The other day I was looking for an alternative Reporting Services client, as an extra client besides the web-based Report Manager. As I couldn’t really find one I thought “how difficult could it be to write one myself?”.
And indeed, with the ReportViewer control in Visual Studio 2005 it’s really no big deal. All you need to do is drag the control onto a form, tell it that you want to load a remote report, configure the ReportServer so that it knows where to look for reports and the ReportPath so that it knows what report to load. Then call the RefreshReport() method to load the report.
When configuring the ReportPath, pay attention to the mandatory leading slash.
1: reportViewer1.ProcessingMode = Microsoft.Reporting.WinForms.ProcessingMode.Remote;
2: reportViewer1.ServerReport.ReportServerUrl = new Uri("http://localhost/reportserver");
3: reportViewer1.ServerReport.ReportPath = "/My Reports/ReportName";
4: // load report
The C# code snippet above is loading a report called ReportName, located on the local report server in a folder called My Reports.

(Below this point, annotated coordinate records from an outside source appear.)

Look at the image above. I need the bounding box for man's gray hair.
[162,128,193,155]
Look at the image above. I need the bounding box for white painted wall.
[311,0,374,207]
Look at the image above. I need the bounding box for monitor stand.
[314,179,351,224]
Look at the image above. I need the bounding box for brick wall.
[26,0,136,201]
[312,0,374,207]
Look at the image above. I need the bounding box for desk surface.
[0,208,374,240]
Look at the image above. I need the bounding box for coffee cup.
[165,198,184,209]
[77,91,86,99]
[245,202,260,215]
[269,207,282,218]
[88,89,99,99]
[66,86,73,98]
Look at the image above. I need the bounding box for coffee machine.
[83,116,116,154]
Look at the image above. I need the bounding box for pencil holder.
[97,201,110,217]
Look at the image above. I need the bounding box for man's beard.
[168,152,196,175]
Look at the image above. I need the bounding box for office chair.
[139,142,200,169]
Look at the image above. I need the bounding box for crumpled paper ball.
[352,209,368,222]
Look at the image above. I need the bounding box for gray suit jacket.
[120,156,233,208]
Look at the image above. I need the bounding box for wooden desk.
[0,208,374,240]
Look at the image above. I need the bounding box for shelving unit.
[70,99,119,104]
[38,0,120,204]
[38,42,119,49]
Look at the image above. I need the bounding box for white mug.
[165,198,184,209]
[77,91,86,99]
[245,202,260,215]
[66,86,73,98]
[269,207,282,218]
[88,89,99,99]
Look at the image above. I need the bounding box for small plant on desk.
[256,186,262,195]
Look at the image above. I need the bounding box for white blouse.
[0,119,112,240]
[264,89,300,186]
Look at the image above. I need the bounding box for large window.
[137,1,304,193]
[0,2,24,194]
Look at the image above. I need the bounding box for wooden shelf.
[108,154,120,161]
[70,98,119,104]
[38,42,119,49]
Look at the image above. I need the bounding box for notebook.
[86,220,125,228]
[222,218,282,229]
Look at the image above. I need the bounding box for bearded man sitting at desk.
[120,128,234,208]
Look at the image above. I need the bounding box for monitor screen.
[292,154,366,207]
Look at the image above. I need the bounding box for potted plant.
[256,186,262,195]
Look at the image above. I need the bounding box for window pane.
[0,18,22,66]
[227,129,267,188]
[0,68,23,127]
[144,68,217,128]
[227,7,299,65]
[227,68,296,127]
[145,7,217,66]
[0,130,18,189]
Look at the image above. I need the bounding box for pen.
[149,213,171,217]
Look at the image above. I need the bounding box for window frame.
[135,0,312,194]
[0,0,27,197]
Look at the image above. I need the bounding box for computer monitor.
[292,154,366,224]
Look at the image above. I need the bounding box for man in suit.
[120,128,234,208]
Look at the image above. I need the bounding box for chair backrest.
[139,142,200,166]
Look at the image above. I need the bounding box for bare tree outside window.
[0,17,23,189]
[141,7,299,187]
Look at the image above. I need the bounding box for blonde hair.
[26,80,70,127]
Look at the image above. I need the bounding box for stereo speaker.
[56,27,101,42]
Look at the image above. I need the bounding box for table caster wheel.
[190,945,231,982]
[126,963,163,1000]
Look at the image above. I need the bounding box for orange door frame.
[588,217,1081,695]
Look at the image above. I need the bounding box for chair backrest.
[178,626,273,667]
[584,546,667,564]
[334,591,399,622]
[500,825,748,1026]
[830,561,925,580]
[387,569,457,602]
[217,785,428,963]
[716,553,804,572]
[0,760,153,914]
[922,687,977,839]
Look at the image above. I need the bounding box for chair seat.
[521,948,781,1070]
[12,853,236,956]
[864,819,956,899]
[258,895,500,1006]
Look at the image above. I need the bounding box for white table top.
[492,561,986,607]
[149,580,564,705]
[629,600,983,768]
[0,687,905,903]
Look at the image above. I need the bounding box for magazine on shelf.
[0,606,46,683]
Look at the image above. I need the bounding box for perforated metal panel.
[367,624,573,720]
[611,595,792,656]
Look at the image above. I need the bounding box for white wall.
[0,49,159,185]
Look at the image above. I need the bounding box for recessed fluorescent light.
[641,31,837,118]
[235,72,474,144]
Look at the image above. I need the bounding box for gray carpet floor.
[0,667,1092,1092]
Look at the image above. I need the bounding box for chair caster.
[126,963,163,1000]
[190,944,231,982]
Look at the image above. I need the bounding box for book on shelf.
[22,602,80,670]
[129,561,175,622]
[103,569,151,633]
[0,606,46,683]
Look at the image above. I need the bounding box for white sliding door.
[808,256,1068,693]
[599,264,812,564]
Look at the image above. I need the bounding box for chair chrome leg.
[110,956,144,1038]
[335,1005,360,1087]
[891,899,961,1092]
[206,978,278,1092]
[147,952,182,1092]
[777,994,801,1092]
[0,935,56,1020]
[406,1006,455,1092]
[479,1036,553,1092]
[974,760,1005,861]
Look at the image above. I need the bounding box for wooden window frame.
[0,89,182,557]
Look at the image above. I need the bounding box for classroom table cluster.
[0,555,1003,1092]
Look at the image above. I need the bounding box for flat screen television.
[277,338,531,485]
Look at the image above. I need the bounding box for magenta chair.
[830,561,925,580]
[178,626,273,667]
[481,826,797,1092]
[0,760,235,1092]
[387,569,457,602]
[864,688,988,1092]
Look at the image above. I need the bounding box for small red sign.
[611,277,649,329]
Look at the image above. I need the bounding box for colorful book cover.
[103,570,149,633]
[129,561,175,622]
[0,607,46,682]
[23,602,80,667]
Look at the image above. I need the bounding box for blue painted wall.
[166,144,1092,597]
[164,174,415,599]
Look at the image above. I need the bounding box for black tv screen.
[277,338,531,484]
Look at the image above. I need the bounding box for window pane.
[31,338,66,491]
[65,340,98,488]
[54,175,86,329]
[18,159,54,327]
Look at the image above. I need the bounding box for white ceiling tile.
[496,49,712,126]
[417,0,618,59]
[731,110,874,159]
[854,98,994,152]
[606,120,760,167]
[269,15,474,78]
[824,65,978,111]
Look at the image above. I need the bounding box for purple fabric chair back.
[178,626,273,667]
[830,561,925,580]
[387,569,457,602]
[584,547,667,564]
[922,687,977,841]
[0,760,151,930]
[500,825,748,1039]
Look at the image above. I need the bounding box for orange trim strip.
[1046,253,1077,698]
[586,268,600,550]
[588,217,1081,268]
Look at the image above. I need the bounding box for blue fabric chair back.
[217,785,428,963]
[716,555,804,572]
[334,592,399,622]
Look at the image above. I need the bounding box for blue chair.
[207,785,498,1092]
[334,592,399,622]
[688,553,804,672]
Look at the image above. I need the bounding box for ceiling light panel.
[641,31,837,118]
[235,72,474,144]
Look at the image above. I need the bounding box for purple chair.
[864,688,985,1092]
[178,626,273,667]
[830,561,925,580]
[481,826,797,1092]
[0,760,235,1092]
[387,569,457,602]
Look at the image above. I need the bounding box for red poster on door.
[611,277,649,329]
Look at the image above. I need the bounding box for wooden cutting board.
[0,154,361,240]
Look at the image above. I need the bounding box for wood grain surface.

Update: how to browse the reports on the server
Microsoft has provided an interesting sample called RSExplorer as part of the SQL Server samples, located at CodePlex. Once you’ve installed the samples you can find RSExplorer in C:\Program Files\Microsoft SQL Server\90\Samples\Reporting Services\Application Samples\RSExplorer Sample\, if you chose to install to the default folder.
The sample shows how to use the Reporting Services web service to populate a WinForms ListView with a list of folders and reports, and even how to do some basic management tasks like creating a folder or editing a report description.
When you double-click a report it will open in a popup window. What I do find funny in this sample is that the popup window, called ReportViewer, does not use the ReportViewer control. It uses a WebBrowser control instead.